President of the Regional Council of Centre-Val de Loire
- Incumbent
- Assumed office 7 September 2007
- Preceded by: Michel Sapin

Personal details
- Born: 12 October 1953 (age 72) Amilly, France
- Party: Socialist Party
- Education: University of Orléans

= François Bonneau =

French politician (born 1953)

François Bonneau (/fr/; born 12 October 1953) is a French educationalist, politician, and incumbent President of the Regional Council of Centre-Val de Loire. He is a member of the Socialist Party.

He has served as
- a representative member of the Montargis municipal council (1983–2008)
- a representative member of the Centre-Val de Loire regional council (since 1998)
- vice-president of the regional council (2004–2007),
- president of the council since 2007 (taking over from Michel Sapin following the resignation of the latter, then being elected for a full term in that role in his own right in March 2010).

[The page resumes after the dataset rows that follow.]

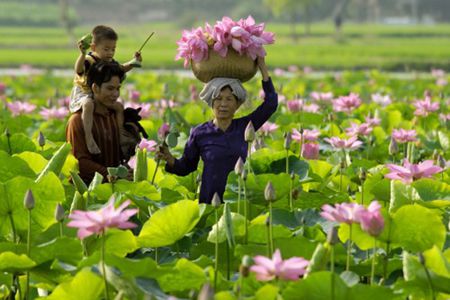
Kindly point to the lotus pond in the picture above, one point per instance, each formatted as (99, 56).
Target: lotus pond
(345, 195)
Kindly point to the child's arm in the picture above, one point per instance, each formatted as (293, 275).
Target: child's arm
(128, 66)
(79, 64)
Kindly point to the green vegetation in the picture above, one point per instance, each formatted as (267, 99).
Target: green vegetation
(395, 48)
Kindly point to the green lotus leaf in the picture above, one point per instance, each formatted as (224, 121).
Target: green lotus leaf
(169, 224)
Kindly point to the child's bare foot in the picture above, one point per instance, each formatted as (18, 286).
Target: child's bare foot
(92, 146)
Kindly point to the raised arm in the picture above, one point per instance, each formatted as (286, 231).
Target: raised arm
(79, 64)
(75, 136)
(263, 112)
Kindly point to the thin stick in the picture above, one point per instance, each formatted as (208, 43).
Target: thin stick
(151, 34)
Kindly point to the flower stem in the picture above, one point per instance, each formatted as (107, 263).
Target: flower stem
(103, 266)
(61, 228)
(246, 213)
(271, 226)
(349, 247)
(239, 194)
(287, 161)
(332, 271)
(430, 283)
(291, 203)
(374, 252)
(27, 295)
(13, 227)
(216, 261)
(156, 169)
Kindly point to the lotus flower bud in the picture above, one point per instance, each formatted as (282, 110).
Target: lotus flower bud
(28, 201)
(216, 201)
(332, 237)
(206, 293)
(249, 133)
(244, 269)
(362, 174)
(269, 192)
(41, 139)
(239, 166)
(244, 175)
(287, 140)
(393, 147)
(441, 162)
(59, 213)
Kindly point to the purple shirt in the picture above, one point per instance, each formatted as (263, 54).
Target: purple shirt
(220, 150)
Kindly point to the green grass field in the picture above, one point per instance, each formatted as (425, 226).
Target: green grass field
(394, 48)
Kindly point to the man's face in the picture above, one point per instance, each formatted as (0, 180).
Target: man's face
(108, 92)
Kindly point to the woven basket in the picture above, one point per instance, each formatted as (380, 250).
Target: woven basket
(233, 65)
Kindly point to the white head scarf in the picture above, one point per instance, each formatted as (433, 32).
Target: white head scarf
(212, 89)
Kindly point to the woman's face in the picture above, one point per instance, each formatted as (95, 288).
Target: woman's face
(225, 105)
(108, 92)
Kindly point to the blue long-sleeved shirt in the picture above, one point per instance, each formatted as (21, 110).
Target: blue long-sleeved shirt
(220, 150)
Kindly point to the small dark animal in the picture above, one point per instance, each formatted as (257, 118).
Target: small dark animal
(130, 136)
(131, 115)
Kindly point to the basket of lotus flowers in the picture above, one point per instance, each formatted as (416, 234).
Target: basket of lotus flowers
(227, 49)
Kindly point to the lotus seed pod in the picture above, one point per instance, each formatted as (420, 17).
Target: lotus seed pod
(216, 201)
(41, 139)
(59, 212)
(269, 192)
(28, 201)
(393, 147)
(287, 140)
(249, 133)
(332, 237)
(244, 175)
(239, 167)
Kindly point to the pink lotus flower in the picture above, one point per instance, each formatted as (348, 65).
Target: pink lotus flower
(96, 222)
(342, 212)
(441, 82)
(268, 127)
(410, 172)
(371, 219)
(403, 136)
(2, 88)
(192, 45)
(18, 107)
(308, 135)
(134, 95)
(373, 121)
(294, 105)
(150, 145)
(424, 107)
(310, 151)
(145, 108)
(163, 131)
(362, 129)
(268, 269)
(312, 108)
(54, 113)
(347, 103)
(383, 100)
(444, 117)
(437, 73)
(350, 144)
(244, 36)
(321, 97)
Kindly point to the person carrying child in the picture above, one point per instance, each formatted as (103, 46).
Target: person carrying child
(103, 48)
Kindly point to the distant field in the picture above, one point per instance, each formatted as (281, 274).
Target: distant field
(395, 48)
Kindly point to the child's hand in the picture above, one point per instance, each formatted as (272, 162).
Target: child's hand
(138, 56)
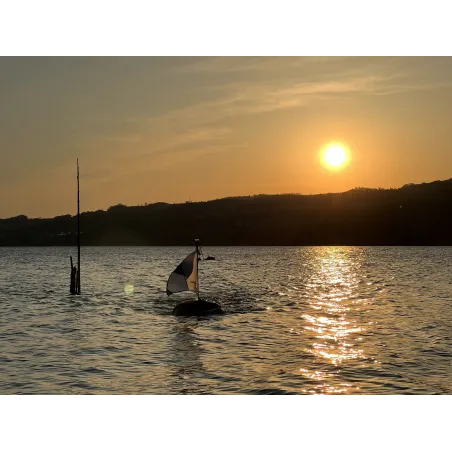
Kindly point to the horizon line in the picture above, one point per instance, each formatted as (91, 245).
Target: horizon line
(227, 197)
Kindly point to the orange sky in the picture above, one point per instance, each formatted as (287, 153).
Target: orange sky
(172, 129)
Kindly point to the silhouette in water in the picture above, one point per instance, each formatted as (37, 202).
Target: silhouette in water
(186, 278)
(73, 288)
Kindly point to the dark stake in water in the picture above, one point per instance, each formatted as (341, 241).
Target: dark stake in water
(320, 320)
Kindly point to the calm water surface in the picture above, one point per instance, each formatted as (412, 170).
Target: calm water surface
(307, 320)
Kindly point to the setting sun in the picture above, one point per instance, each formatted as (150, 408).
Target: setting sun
(335, 156)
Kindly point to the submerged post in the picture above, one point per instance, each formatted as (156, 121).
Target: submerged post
(73, 282)
(197, 264)
(78, 289)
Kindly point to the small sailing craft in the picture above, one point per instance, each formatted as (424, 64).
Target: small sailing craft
(186, 278)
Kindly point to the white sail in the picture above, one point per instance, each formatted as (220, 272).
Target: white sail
(185, 277)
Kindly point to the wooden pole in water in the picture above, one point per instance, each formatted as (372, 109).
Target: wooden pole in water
(197, 265)
(78, 230)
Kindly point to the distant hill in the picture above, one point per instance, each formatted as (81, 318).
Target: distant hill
(415, 214)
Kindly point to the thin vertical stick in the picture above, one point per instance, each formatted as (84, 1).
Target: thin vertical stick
(78, 230)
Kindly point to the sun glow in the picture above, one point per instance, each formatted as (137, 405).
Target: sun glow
(335, 156)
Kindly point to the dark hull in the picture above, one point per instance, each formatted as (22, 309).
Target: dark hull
(197, 308)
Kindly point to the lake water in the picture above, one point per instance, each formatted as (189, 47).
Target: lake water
(304, 320)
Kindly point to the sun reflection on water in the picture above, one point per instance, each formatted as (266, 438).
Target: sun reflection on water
(333, 334)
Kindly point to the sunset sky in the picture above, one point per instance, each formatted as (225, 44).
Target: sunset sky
(172, 129)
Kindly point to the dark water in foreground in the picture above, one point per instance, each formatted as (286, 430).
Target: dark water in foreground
(320, 320)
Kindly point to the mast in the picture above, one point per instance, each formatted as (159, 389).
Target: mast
(197, 264)
(78, 229)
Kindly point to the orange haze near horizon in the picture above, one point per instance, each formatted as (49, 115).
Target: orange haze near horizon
(151, 129)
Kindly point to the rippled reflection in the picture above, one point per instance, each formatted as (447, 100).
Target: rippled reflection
(334, 335)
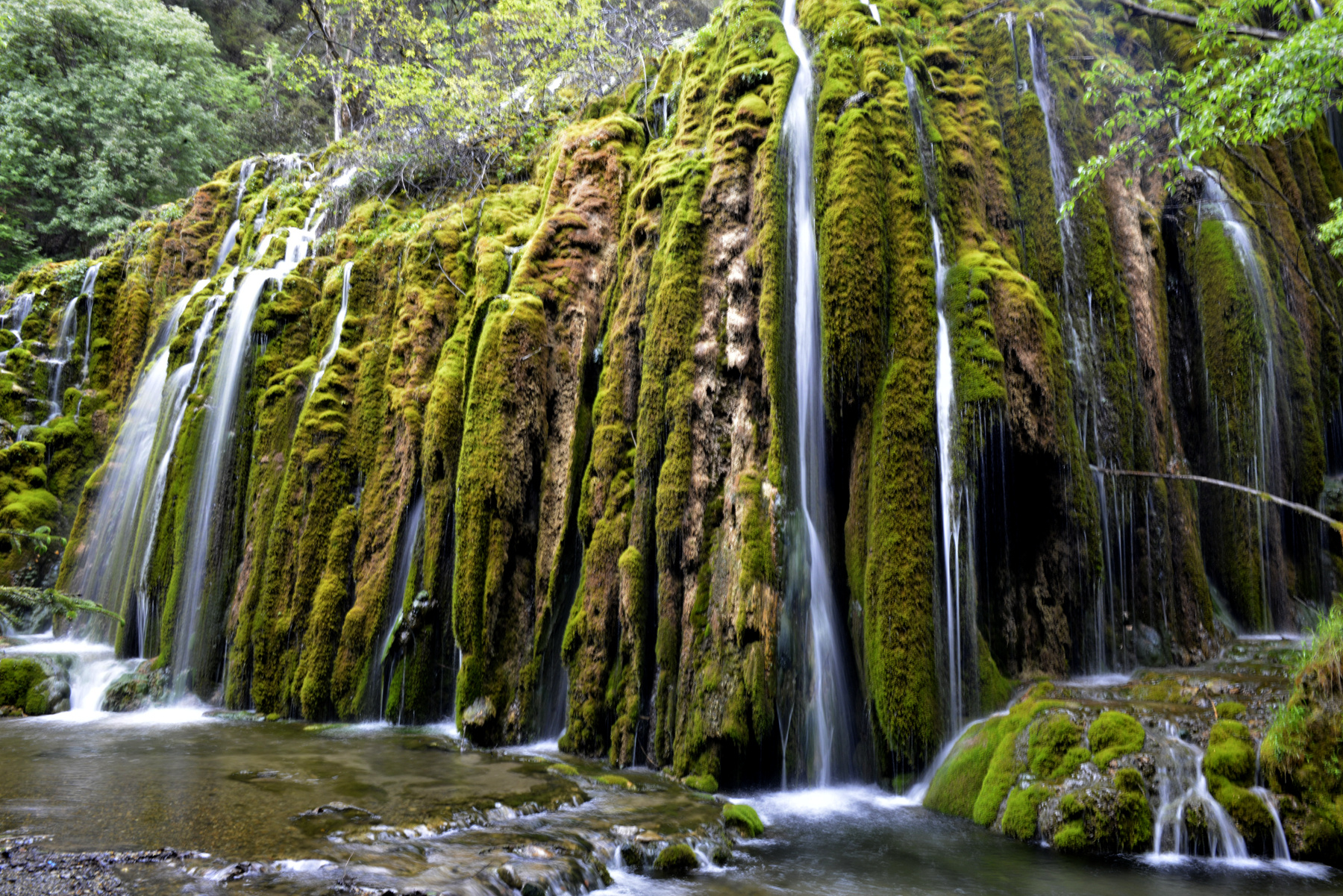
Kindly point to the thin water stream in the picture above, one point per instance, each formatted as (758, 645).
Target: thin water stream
(826, 715)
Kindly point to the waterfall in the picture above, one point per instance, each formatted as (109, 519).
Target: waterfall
(336, 328)
(105, 557)
(245, 174)
(403, 577)
(827, 723)
(18, 313)
(13, 317)
(216, 439)
(1262, 471)
(1181, 785)
(66, 342)
(958, 618)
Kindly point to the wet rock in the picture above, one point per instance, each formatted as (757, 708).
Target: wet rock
(332, 818)
(137, 689)
(677, 860)
(26, 871)
(1148, 644)
(743, 818)
(34, 686)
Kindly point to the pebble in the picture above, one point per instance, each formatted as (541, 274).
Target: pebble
(26, 871)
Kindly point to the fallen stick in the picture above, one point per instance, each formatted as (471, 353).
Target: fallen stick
(1206, 480)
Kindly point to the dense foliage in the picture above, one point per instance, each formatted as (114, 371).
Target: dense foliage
(1255, 72)
(107, 107)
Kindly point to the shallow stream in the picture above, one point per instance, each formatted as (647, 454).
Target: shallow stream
(292, 808)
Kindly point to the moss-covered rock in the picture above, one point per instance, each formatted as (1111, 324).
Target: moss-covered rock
(676, 860)
(1114, 735)
(745, 818)
(37, 686)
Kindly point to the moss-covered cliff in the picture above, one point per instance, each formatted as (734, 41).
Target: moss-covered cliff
(547, 480)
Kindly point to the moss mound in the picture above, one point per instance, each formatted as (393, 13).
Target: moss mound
(1022, 812)
(1114, 735)
(677, 859)
(1056, 748)
(745, 818)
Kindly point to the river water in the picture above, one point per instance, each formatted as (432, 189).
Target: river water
(414, 809)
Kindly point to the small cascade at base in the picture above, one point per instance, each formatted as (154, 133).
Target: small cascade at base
(1182, 786)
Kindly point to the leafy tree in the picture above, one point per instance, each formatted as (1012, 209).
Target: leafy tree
(107, 107)
(448, 93)
(1250, 73)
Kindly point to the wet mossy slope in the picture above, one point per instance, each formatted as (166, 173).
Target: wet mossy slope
(547, 481)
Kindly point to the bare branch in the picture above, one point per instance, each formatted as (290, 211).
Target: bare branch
(1249, 31)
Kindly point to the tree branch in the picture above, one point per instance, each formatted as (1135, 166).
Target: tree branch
(1249, 31)
(1206, 480)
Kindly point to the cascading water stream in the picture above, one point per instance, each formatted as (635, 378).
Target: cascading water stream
(1112, 648)
(402, 578)
(13, 317)
(1181, 785)
(827, 724)
(1262, 472)
(215, 439)
(178, 387)
(950, 493)
(66, 342)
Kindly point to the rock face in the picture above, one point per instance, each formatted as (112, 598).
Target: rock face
(547, 477)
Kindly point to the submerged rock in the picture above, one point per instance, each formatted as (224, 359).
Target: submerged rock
(677, 859)
(139, 689)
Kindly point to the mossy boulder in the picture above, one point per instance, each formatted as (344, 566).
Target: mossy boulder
(1056, 748)
(137, 689)
(985, 765)
(37, 686)
(1229, 766)
(745, 818)
(1020, 817)
(1114, 735)
(677, 860)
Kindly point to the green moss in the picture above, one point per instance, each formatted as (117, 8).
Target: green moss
(745, 818)
(1230, 753)
(676, 860)
(1114, 735)
(1054, 748)
(1020, 817)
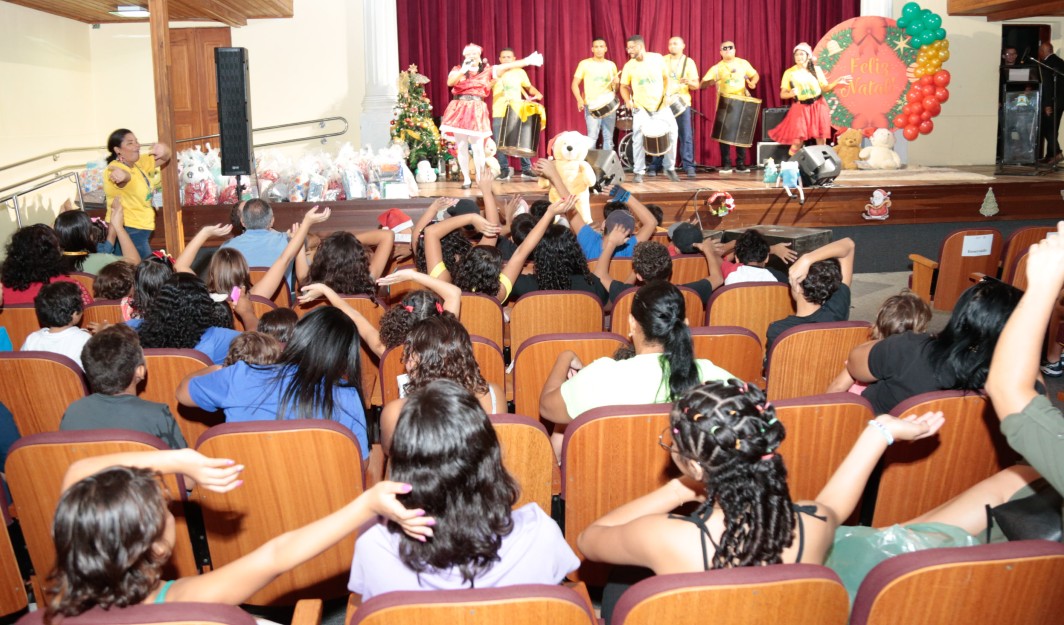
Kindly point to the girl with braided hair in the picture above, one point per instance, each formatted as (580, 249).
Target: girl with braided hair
(724, 438)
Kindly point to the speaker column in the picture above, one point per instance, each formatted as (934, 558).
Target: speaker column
(234, 110)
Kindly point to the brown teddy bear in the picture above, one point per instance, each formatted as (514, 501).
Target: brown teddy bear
(849, 147)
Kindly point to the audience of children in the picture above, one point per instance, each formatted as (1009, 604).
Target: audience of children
(59, 309)
(114, 366)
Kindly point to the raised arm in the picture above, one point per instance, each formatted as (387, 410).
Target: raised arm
(268, 283)
(843, 491)
(184, 261)
(1015, 365)
(367, 330)
(449, 293)
(842, 249)
(382, 241)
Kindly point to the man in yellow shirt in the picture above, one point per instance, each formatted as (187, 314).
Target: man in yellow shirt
(683, 77)
(733, 77)
(511, 85)
(644, 83)
(599, 77)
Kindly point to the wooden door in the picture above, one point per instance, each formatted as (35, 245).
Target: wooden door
(193, 87)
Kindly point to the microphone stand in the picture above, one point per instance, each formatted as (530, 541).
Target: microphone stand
(1053, 119)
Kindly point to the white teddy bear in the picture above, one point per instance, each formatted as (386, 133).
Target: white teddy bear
(569, 151)
(880, 154)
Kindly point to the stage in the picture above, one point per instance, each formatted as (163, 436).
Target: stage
(928, 202)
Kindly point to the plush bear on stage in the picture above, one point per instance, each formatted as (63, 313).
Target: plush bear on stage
(880, 154)
(569, 150)
(849, 148)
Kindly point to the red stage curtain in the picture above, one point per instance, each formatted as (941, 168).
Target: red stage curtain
(433, 32)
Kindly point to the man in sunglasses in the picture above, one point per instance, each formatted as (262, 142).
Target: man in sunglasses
(733, 77)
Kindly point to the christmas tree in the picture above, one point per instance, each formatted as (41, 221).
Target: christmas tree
(990, 203)
(413, 124)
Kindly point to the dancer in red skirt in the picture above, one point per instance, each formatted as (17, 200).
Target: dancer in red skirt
(466, 119)
(809, 117)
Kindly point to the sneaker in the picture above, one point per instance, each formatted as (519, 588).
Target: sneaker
(1053, 369)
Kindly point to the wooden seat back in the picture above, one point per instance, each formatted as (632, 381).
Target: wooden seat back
(730, 347)
(528, 456)
(750, 306)
(526, 605)
(280, 495)
(482, 316)
(533, 361)
(807, 358)
(166, 369)
(967, 585)
(548, 312)
(20, 319)
(921, 475)
(37, 387)
(35, 467)
(610, 456)
(737, 596)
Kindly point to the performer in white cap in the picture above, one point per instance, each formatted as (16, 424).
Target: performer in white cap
(810, 117)
(466, 119)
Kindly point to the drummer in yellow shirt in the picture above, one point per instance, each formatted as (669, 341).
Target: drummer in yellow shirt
(511, 85)
(733, 77)
(644, 82)
(683, 77)
(599, 78)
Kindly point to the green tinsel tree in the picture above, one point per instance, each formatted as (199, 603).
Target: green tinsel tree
(413, 124)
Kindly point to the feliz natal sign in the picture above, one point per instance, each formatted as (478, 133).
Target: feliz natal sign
(878, 54)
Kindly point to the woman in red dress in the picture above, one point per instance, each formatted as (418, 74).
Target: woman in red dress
(466, 119)
(809, 117)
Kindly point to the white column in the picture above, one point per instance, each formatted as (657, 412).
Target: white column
(381, 52)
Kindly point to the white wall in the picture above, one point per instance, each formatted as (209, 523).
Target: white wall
(965, 132)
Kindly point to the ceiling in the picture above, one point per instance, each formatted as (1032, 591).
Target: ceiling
(233, 13)
(1001, 10)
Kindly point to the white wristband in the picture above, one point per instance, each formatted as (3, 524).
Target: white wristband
(882, 429)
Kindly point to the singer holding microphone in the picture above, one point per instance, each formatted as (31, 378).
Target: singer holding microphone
(466, 120)
(810, 117)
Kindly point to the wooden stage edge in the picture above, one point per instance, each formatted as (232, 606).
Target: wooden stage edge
(925, 196)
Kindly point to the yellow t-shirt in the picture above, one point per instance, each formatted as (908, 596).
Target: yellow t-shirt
(647, 80)
(731, 78)
(597, 76)
(509, 87)
(136, 194)
(675, 69)
(802, 83)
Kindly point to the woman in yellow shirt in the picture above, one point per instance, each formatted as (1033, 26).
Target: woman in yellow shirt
(810, 117)
(129, 179)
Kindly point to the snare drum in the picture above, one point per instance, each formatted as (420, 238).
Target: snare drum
(603, 105)
(735, 120)
(677, 104)
(655, 138)
(520, 129)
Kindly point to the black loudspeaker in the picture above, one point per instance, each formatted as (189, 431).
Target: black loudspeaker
(769, 119)
(607, 166)
(818, 165)
(234, 110)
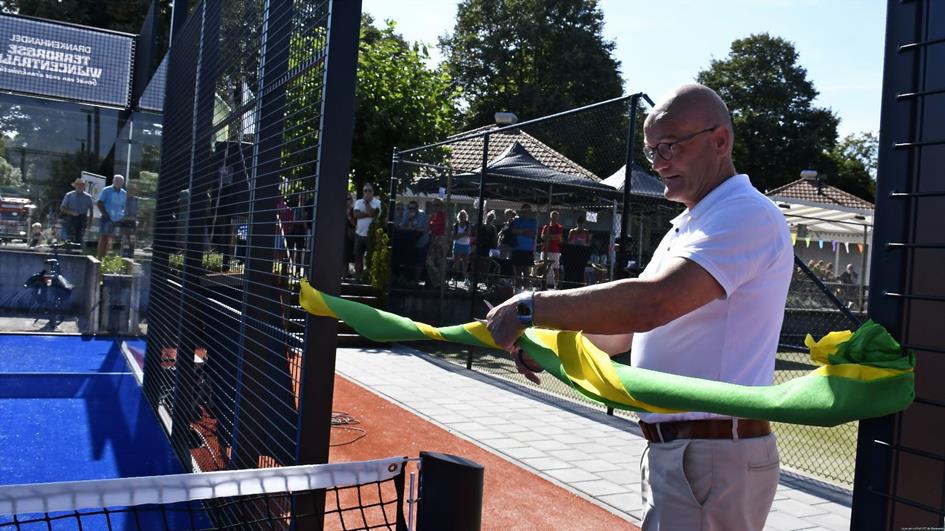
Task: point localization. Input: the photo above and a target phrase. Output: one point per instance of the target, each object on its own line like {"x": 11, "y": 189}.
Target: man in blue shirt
{"x": 111, "y": 204}
{"x": 524, "y": 227}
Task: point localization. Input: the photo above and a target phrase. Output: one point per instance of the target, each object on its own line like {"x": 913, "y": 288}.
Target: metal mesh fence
{"x": 435, "y": 284}
{"x": 242, "y": 151}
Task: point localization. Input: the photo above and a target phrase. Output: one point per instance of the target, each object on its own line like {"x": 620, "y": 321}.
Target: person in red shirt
{"x": 551, "y": 236}
{"x": 436, "y": 255}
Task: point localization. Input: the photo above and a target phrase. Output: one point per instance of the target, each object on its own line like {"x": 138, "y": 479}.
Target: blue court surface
{"x": 70, "y": 409}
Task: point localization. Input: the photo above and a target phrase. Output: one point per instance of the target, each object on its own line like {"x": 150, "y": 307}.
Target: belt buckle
{"x": 659, "y": 432}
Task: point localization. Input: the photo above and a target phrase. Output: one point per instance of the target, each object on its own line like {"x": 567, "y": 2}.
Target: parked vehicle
{"x": 15, "y": 215}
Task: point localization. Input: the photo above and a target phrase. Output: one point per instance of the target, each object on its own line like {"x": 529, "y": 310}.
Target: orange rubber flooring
{"x": 514, "y": 498}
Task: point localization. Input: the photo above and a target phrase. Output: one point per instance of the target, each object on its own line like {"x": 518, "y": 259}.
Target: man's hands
{"x": 502, "y": 322}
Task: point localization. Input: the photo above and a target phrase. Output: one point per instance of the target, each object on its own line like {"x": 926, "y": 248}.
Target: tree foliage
{"x": 400, "y": 101}
{"x": 531, "y": 57}
{"x": 855, "y": 160}
{"x": 778, "y": 130}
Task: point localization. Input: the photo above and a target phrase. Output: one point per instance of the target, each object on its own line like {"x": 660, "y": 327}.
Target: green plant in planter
{"x": 176, "y": 261}
{"x": 379, "y": 270}
{"x": 212, "y": 261}
{"x": 115, "y": 265}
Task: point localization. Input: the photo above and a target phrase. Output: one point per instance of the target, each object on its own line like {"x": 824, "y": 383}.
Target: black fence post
{"x": 474, "y": 256}
{"x": 450, "y": 493}
{"x": 623, "y": 255}
{"x": 334, "y": 163}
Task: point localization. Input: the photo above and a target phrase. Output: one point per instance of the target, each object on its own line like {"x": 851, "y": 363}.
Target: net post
{"x": 450, "y": 493}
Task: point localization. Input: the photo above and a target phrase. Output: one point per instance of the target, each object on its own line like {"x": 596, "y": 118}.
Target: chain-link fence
{"x": 254, "y": 116}
{"x": 437, "y": 280}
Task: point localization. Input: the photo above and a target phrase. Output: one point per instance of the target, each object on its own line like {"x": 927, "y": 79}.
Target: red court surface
{"x": 514, "y": 497}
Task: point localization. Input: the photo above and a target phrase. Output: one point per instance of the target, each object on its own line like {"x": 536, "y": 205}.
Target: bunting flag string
{"x": 863, "y": 374}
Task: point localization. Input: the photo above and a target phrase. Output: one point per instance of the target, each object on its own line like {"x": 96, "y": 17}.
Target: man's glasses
{"x": 665, "y": 149}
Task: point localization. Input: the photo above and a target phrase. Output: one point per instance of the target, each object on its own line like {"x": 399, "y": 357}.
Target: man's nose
{"x": 661, "y": 164}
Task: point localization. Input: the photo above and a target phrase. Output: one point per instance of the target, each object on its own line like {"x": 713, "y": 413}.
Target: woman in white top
{"x": 462, "y": 243}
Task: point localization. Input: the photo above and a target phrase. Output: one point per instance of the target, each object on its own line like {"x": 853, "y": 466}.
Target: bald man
{"x": 708, "y": 305}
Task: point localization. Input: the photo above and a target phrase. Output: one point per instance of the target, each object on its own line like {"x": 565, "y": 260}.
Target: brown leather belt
{"x": 703, "y": 429}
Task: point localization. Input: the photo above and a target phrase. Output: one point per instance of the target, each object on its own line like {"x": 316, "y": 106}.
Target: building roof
{"x": 827, "y": 213}
{"x": 466, "y": 155}
{"x": 809, "y": 190}
{"x": 641, "y": 182}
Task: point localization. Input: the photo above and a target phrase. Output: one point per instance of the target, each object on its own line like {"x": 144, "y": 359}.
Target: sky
{"x": 661, "y": 45}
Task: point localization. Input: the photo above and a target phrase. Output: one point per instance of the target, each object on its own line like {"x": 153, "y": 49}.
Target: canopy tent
{"x": 517, "y": 175}
{"x": 641, "y": 183}
{"x": 823, "y": 212}
{"x": 828, "y": 223}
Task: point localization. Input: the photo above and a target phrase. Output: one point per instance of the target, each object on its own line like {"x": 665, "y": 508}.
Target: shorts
{"x": 461, "y": 249}
{"x": 106, "y": 227}
{"x": 554, "y": 258}
{"x": 523, "y": 258}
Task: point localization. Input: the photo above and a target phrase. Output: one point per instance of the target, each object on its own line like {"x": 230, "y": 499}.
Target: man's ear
{"x": 723, "y": 140}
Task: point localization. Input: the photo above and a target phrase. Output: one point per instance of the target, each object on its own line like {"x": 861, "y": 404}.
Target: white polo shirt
{"x": 740, "y": 238}
{"x": 364, "y": 224}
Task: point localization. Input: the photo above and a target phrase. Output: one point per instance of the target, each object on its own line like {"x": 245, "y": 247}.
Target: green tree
{"x": 9, "y": 176}
{"x": 400, "y": 101}
{"x": 531, "y": 57}
{"x": 778, "y": 130}
{"x": 855, "y": 160}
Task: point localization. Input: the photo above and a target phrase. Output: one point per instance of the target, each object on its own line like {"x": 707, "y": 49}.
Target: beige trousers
{"x": 709, "y": 484}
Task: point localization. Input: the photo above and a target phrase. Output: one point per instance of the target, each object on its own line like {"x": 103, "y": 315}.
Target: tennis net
{"x": 358, "y": 495}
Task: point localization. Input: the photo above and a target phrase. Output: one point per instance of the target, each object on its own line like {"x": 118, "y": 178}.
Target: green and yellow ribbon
{"x": 863, "y": 374}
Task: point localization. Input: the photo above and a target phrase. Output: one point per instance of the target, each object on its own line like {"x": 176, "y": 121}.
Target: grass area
{"x": 826, "y": 454}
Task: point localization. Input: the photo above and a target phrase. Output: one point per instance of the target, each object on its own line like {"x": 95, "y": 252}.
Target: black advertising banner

In the Socialist Party's 2011 primaries, Bonneau endorsed Martine Aubry as the party's candidate for the 2012 presidential election.

In January 2025, François Bonneau wrote a report on the state of relations between Africa and France. In this report entitled "Seeing Africa in all its States". They also made 20 proposals for the future and invited the French government in particular to demonstrate "strategic patience" in the Sahel.